Problem solved, cancel whatever's the oldest request first. Well hold on, that oldest request has probably been running for the longest, so it's closest to being done and once a preview is generated Ranger caches it and next time it will be much faster to display. That means cancelling the oldest request first wastes the most processing power. The most recent request has actually barely managed to do anything so cancelling it is almost free.

Compared to the real difficulties with asynchronous systems this is really a trivial issue but I hope it illustrates how this is actually a hard problem to solve.

toonn avatar Jan 04 '25 14:01 toonn

Thanks for the explanation @toonn

So in the end I could bear this no more and moved to one of the Ranger reimplementations (which one should be unimportant). And rolled my own very simple handler for the image preview, which caches them on first load in much the way you describe. It's sluggish on first load, as expected and as you describe. But very fast subsequently, also as expected - but not what I experienced with Ranger. Thoughts?

I'm wondering whether the caching was somehow broken in my Ranger installation. I did do some digging to check but had some trouble understanding what was going on. I know that default settings were not changed.

PS As for the synchronicity issue, my cache-builder script just bails out on any unfinished previews if I cycle too fast thru new images. Suboptimal but not unexpected behavior, certainly better than being slow every single time. But maybe my Ranger caching was just broken as mentioned.

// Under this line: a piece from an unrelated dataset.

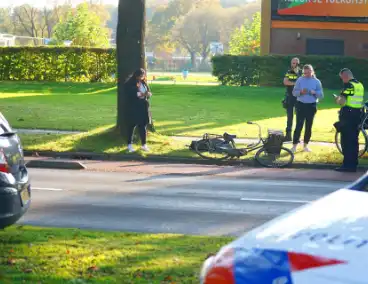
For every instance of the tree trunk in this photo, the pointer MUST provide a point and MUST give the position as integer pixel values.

Friptick avatar Jan 07 '25 12:01 Friptick

@Friptick, it sounds like whatever you switched to also does synchronous calls to your cache-builder script, otherwise I'm not sure how you're getting the signal to bail out?

If that is the case then Ranger shouldn't really be any slower, there can be a factor of performance difference due to all the various transformations, like scaling or rotating, that scope.sh tries to apply for example but it shouldn't be equally slow every time you try to preview the exact same file.

It would be interesting to figure out what exactly was going wrong in your case but I honestly don't have a good way of finding out.

toonn avatar Feb 18 '25 13:02 toonn

Thanks. Yes, if nobody else has complained then it look like I might have had something odd that was breaking the caching. Go ahead and close. Thanks again for your work on this otherwise excellent project.

Friptick avatar Mar 04 '25 11:03 Friptick

OK, let me know if you figure out why it was happening.